Kilau mencoba tersenyum, tetapi senyum itu terselip di antara garis-garis kepedihan yang masih tersisa. Meski demikian, ada sinar hangat dalam tatapannya yang tertuju pada kedua temannya. Yolan menggenggam tangan Kilau dalam rangka menguatkan sambil menatap langsung ke matanya. “Sama-sama, Kilau. Sebenarnya, saya yang harus bilang makasih ke kalian karena kalau kalian ngasih tahu bahwa tempat saya jadi target penipuan mereka, mungkin akan lebih banyak korban yang terjadi. Jadi, saya yang makasih, ya, dan kalaupun kamu butuh sesuatu, kasih tahu aja, saya pasti akan bantu.”
“Benar? Sebenarnya, ada satu hal lagi yang ingin saya lakukan. Ini mungkin agak gila, dan kalau kalian nggak setuju, saya akan melakukannya sendiri,” kata Kilau menatap Yolan dan Bagas silih bergantian.
Bagas menatap Kilau dengan kening berkerut. “Apa itu?”
“Ya, apa yang mau kamu lakukan, Kilau? Kamu butuh keterlibatan saya dan Bagas untuk keinginanmu itu?” tanya Yolan penasaran.
Kilau menatap mereka bergantian, ragu sejenak, sebelum akhirnya menyuarakan rencananya dengan detail. Seiring penjelasan yang mengalir, wajah Bagas dan Yolan berubah—dari ragu, terkejut, hingga akhirnya antusias. Mereka bertiga duduk dalam keheningan sejenak, menyadari bahwa ide gila Kilau mungkin saja menjadi langkah pertama menuju keadilan yang lebih besar. Sesuatu yang lebih dari sekadar membersihkan nama, tetapi juga sebuah upaya untuk memastikan bahwa keadilan akan diadili kepada orang yang benar-benar pantas mendapatkannya. Ketiganya pun tidak sadar bahwa langit telah berubah jingga dan Bagas juga Yolan setuju untuk melakukan ide gila Kilau.

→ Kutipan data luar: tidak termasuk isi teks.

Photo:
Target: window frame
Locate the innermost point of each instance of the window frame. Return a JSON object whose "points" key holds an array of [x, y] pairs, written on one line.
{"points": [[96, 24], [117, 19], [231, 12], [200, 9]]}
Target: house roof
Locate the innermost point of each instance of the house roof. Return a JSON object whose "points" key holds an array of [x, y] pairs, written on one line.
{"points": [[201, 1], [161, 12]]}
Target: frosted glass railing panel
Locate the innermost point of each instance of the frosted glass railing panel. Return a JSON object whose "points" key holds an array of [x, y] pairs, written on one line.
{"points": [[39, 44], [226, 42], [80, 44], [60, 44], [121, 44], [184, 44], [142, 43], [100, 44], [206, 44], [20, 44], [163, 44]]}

Dua bulan kemudian, Bagas berdiri di atas bukit bersama Kilau, memandangi hutan di bawah mereka. Dengan teropong di tangan, Kilau ingin memastikan hukuman bagi dua orang yang telah merenggut ayahnya. Beberapa hari lalu, sidang putusan untuk pembunuhan Iwa Suwardi dan korban-korban lain yang dilakukan Kasman dan Pandu mencapai akhir. Keduanya dijatuhi hukuman mati. Tanpa banyak seremoni, mereka dibawa dari Lapas ke sebuah hutan terpencil.
“Kamu yakin mau lihat ini, Kilau?” tanya Bagas, seraya menyesap minumannya.
“Saya yakin. Saya harus melihat mereka benar-benar dieksekusi. Ini nggak akan bikin saya trauma. Trauma saya sudah mereka ciptakan jauh sebelum ini,” jawab Kilau tegas, meski matanya tetap tertuju pada teropong.
Dari kejauhan, Kilau melihat Kasman berdiri di depan regu tembak. Pohon-pohon menjulang tinggi, menjadi saksi bisu bagi detik-detik terakhir hidupnya. Sepuluh personel kepolisian bersiaga dengan senjata terarah, wajah mereka samar di balik kegelapan malam.
Tepat pukul 22.30 WIB, komando terdengar memecah kesunyian. “Bersiap!” suara itu lantang, menggema di antara pepohonan. Kasman yang mendengar perintah itu, hanya tersenyum sinis, tatapannya kosong, tanpa rasa sesal sedikit pun. Kilau menggenggam teropong lebih erat, melihat dengan jelas wajah Kasman yang tetap tidak gentar meski maut sudah di depan mata.